Saturday, 26 February 2022

Rosencrantz and Guildenstern are dead, Canberra Rep, Theatre 3, 11 Feb-5 Mar 2022


 Tom Stoppard's comedy is almost 60 years old but has lost none of its relevance - the story of two minor characters from Hamlet lost, confused, and finally doomed due to (see title) is a tale that's uniquely appealing to our complex world where the sense of never quite knowing where you are or what's going on around you is  ever-present. These two figures are styled as a classic comic pair - one inquisitive idiot, one complacent idiot, both lost in a world they have minimal control over.
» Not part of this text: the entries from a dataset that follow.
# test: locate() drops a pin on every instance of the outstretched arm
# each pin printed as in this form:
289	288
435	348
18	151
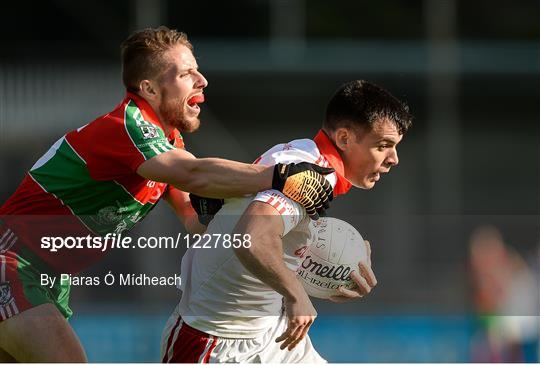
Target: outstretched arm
264	259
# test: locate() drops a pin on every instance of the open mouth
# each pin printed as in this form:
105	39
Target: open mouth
194	101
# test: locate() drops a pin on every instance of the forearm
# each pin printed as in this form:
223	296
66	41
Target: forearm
268	266
179	202
218	178
210	177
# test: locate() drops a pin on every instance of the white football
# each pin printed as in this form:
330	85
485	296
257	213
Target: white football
334	251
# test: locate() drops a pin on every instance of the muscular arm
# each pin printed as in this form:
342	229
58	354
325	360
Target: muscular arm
179	202
210	177
264	258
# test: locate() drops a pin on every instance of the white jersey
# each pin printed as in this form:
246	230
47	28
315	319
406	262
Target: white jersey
219	295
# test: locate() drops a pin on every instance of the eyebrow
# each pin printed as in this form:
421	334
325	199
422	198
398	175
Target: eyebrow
387	140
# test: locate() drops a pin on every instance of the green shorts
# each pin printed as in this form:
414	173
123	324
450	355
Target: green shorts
20	285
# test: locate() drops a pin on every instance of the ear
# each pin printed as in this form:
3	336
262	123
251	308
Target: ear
342	138
148	90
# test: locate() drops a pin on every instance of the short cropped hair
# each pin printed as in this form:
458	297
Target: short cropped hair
360	104
142	54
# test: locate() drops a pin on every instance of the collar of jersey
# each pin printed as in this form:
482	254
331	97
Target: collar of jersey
327	149
148	113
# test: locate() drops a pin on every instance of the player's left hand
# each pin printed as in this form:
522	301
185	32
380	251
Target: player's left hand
305	184
365	281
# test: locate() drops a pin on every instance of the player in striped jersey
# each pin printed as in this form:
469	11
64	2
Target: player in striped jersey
104	178
244	304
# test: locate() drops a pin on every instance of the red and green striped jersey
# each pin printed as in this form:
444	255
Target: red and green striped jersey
87	183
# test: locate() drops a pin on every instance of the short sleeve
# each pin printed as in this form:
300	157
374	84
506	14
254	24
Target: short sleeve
148	138
116	144
291	212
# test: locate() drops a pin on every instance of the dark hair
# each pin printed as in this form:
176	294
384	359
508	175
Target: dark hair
142	54
361	104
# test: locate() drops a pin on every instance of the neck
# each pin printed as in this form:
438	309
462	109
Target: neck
167	128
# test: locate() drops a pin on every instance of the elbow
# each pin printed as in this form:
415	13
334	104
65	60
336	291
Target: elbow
193	184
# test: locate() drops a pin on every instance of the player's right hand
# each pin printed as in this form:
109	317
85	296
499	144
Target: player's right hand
301	314
305	184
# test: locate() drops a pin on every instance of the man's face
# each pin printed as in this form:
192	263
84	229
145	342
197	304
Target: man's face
368	154
181	89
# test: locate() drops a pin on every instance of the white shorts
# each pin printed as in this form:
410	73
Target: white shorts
181	343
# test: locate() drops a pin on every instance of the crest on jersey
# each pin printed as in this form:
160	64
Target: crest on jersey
148	131
301	251
5	293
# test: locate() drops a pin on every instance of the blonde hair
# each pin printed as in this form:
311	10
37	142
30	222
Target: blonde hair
142	54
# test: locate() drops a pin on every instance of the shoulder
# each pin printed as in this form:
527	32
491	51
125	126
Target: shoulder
298	150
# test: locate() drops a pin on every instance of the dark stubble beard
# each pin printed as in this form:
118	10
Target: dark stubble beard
172	111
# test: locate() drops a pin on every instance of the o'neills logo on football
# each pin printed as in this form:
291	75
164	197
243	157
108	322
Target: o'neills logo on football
334	272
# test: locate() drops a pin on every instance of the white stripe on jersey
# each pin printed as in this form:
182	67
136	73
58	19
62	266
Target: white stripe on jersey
2	269
170	353
8	311
211	340
14	307
4	235
48	155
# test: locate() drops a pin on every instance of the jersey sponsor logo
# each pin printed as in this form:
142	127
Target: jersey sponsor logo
148	131
5	293
109	215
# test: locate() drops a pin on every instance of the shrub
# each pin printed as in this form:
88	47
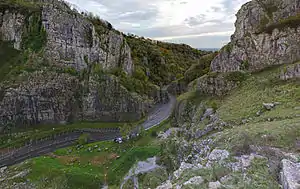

The fact that the "bigger picture" they're missing is one of the great works of world literature throws an additional twist in the tale. 

Cate Clelland's production brings the play to life in an open theatrical space making great use of Rep's wide stage to provide various areas for Ros and Guil to contemplate, explore and deal with those who confront them, whether they be the traveling players who seem to know a lot more than them about the way the world works, or the Danish Royal court playing out their preassigned roles in the drama. Rocks to sit, a wooden ramp for them to delve into the play-behind-the-play, and three sizable barrells with more in them than should reasonably be possible make up the scenery, and the play builds up from lacksidasical philosophical meanderings about the character's reality and history into a building sense of doom as inevitable fate looms ever larger.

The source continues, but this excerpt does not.